Memories.ai Makes Bold Move — Appoints Meta Veteran as Chief AI Officer

Memories.ai, an emerging AI research lab focused on giving machines the ability to remember video content long-term, has announced a major leadership addition. The company has hired Chi-Hao (Eddy) Wu, a former senior research scientist at Meta, as its new Chief AI Officer.

A Strategic Hire in the AI Talent War

Wu’s appointment signals Memories.ai’s determination to compete head-to-head with the biggest players in AI. Known for his expertise in computer vision, multimodal AI, and optimization of large-scale models, Wu will guide the lab’s research strategy, safety policies, and technology roadmap.

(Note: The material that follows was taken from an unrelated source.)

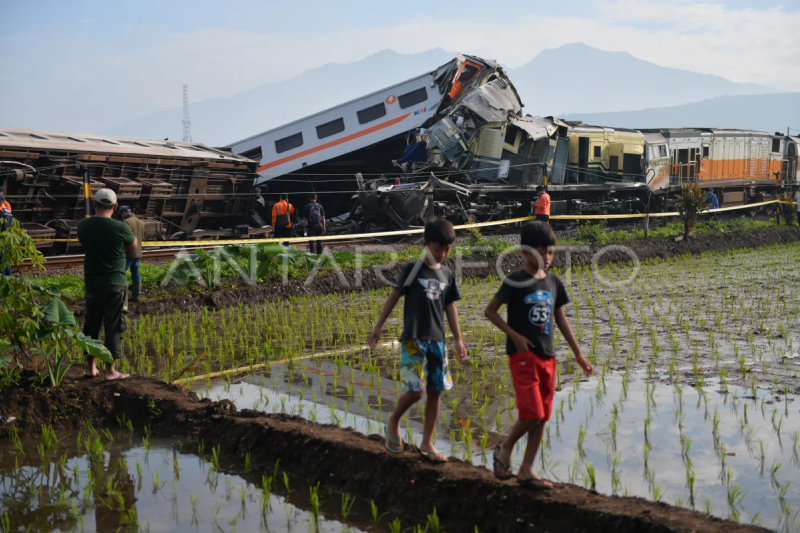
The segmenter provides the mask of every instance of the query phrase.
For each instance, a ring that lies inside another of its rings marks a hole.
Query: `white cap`
[[[104,207],[113,207],[117,203],[117,193],[111,189],[100,189],[95,193],[94,201]]]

The company has also made headlines by offering unprecedented compensation packages—up to $2 million annually—to attract world-class researchers. This bold approach reflects the intensifying talent race in Silicon Valley, where the competition for elite AI scientists is reshaping the landscape of research and innovation.

Building the Memory Layer for AI

At the heart of Memories.ai’s mission is solving a fundamental limitation in current AI systems: memory. Most AI models can only process short windows of video data, quickly “forgetting” earlier context. This makes it difficult for them to handle long-form video understanding or to provide consistent, context-rich insights.

Memories.ai is working on a Large Visual Memory Model (LVMM) designed to store, organize, and retrieve video information over extended periods. This “memory layer” would allow AI to analyze hours or even days of video as a coherent story rather than fragmented snapshots—paving the way for breakthroughs in areas like surveillance, autonomous systems, content moderation, and personalized learning.

A Vision Rooted in Long-Term AI Evolution

CEO Dr. Shawn Shen, a Cambridge Ph.D. and former Meta researcher, has framed the company’s mission as creating the foundation for a new generation of AI systems—machines that don’t just process data but remember and learn over time. With Wu joining the leadership team, Memories.ai aims to accelerate both research and real-world applications of its technology.

The company plans to expand its core team significantly over the next year, targeting a small but elite group of researchers capable of driving innovation at the edge of computer vision and memory architecture.

The Broader Implications

This development highlights a growing trend: smaller, agile startups aggressively competing with tech giants by offering lucrative packages and equity opportunities to top talent. While the financial stakes are high, the payoff could be enormous. By pioneering long-term AI memory, Memories.ai is positioning itself at the center of one of the most important frontiers in artificial intelligence.

For the industry at large, the move sparks big questions: Will breakthroughs in AI memory come from established labs with vast resources, or from lean research-driven startups willing to take risks? And what happens when AI can truly “remember” like humans—will it change how we work, create, and interact forever?